In the latest of the payment card networks’ updates on the U.S. chip card conversion that officially began last October, Stephanie Ericksen, Visa’s vice president of global risk products, tells Digital Transactions News tells that some 282.9 million Visa cards had a chip as of April 20—145.7 million debit cards and 137.2 million credit cards.
Chip cards now account for 39% of Visa’s approximately 725 million U.S. cards in issue, or 50% of all credit cards and 33% of debit cards, according to Ericksen.
Credit cards had an early lead in the EMV conversion, but debit cards surpassed them in Visa’s report for March. Now debit’s lead is widening, which is no surprise given that debit cards account for about 59% of all Visa cards. “So now debit is really starting to catch up and surpass credit in the market,” says Ericksen.
On the acceptance side, Ericksen says 20,000 to 25,000 new merchant locations are taking chip cards. The tally is now 1.1 million locations, or 24% of the Visa merchant base, and up 10% from 1 million at the end of March.
Visa’s merchant figure is lower than the 1.4 million recently reported by MasterCard Inc., but since the Visa and MasterCard merchant bases in the U.S. are virtually identical, Ericksen attributes the discrepancy to differences in the networks’ data-collection methodologies. Visa counts as an EMV-accepting merchant one that has generated at least one Visa chip card transaction within the preceding month.
While a number of big retail chains are taking chip cards, small and mid-sized merchants are generating three-quarters of Visa’s EMV transactions. In part, that’s because smaller retailers have less complex tasks in retrofitting their points of sale for chip cards, or are buying new systems, including those from mobile-based processors, where EMV chip acceptance is standard, Ericksen says. “The small and medium-sized businesses are continuing to upgrade.”

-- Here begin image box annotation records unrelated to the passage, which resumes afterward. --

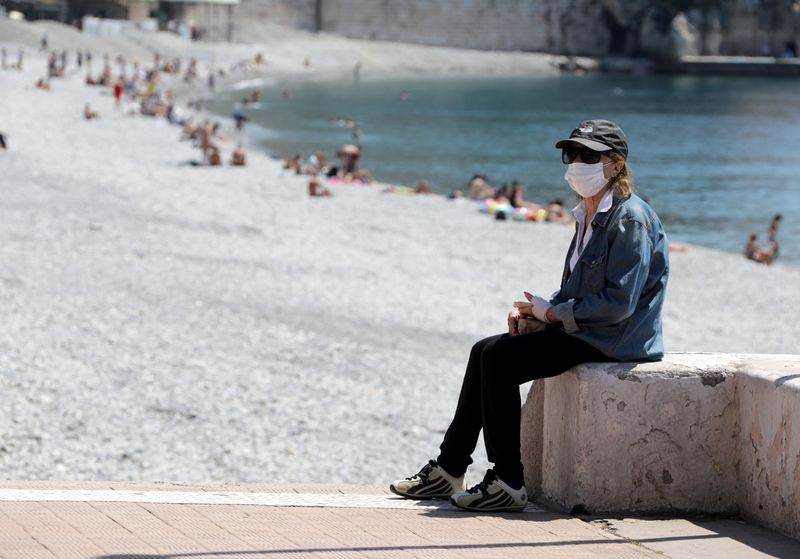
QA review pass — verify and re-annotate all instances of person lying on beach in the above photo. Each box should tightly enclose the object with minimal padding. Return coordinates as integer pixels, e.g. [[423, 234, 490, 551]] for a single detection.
[[414, 183, 431, 194], [767, 214, 783, 261], [283, 153, 303, 175], [231, 144, 247, 167], [389, 120, 669, 512], [181, 118, 200, 140], [83, 103, 100, 120], [308, 177, 333, 198], [208, 146, 222, 167], [467, 175, 494, 200], [744, 232, 772, 265]]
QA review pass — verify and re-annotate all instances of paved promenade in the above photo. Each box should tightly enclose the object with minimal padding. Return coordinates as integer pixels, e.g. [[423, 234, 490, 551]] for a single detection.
[[0, 481, 800, 559]]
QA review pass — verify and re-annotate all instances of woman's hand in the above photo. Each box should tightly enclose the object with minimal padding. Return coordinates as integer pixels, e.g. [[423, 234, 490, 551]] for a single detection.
[[515, 291, 553, 322], [508, 309, 519, 336]]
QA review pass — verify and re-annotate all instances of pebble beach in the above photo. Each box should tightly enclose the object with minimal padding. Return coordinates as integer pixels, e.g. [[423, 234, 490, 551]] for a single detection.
[[0, 22, 800, 484]]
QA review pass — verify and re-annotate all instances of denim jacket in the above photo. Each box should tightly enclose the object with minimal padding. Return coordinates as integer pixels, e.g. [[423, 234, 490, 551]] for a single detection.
[[550, 194, 669, 361]]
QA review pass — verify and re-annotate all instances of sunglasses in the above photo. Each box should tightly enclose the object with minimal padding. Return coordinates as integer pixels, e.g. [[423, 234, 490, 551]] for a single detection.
[[561, 147, 603, 165]]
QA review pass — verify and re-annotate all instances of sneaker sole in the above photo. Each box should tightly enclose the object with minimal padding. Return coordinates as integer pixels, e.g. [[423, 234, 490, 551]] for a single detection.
[[389, 485, 452, 501], [449, 499, 528, 512]]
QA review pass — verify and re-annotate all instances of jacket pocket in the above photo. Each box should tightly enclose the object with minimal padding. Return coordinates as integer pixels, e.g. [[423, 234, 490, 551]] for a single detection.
[[583, 254, 606, 293]]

Chip cards also are beginning to have their desired effect in reducing counterfeit fraud, according to Visa. Dollar losses from counterfeit fraud at merchants accepting Visa chip cards were down 26% in January from January 2015, according to Ericksen. “There’s some merchants that have had even more significant decreases,” she says, adding that 15 of the 25 merchants with the most counterfeit fraud losses now can accept chip cards.
The network liability shifts that took effect last October assign financial responsibility for counterfeit fraud to the merchant or card issuer involved in a point-of-sale purchase that did not support EMV. In its latest EMV report, MasterCard said counterfeit fraud at a group of large EMV merchants fell 39% from January 2015 to January of this year.
The POS liability shifts are causing fraudsters to shift their attention to the vulnerable card-not-present channel. Visa did not have recent CNP fraud figures available Monday.